Background: Patients with disorders of consciousness who are behaviorally unresponsive may demonstrate volitional brain responses to motor imagery or motor commands detectable on functional magnetic resonance imaging or electroencephalography. This state of cognitive motor dissociation (CMD) may have prognostic significance.
Methods: The Neurocritical Care Society's Curing Coma Campaign identified an international group of experts who convened in a series of monthly online meetings between September 2021 and April 2023 to examine the science of CMD and identify key knowledge gaps and unmet needs.
Results: The group identified major knowledge gaps in CMD research: (1) lack of information about patient experiences and caregiver accounts of CMD, (2) limited epidemiological data on CMD, (3) uncertainty about underlying mechanisms of CMD, (4) methodological variability that limits testing of CMD as a biomarker for prognostication and treatment trials, (5) educational gaps for health care personnel about the incidence and potential prognostic relevance of CMD, and (6) challenges related to identification of patients with CMD who may be able to communicate using brain-computer interfaces.
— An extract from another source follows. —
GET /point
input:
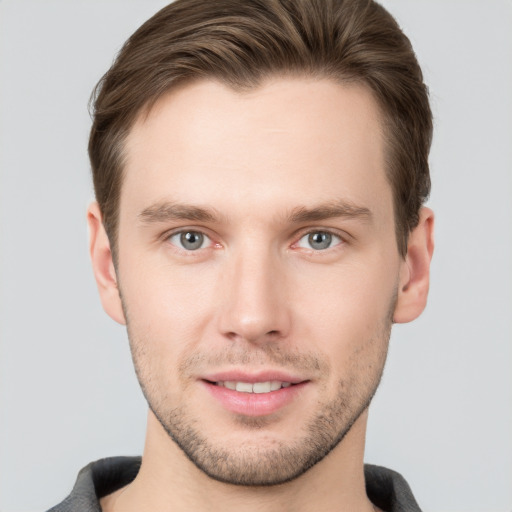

Conclusions: To improve the management of patients with disorders of consciousness, research efforts should address these mechanistic, epidemiological, bioengineering, and educational gaps to enable large-scale implementation of CMD assessment in clinical practice.
Keywords: Acute brain injury; Cognitive motor dissociation; Coma; Consciousness; Covert consciousness; Curing Coma Campaign; Outcome; Prognostication; Vegetative state.
© 2023. Springer Science+Business Media, LLC, part of Springer Nature and Neurocritical Care Society.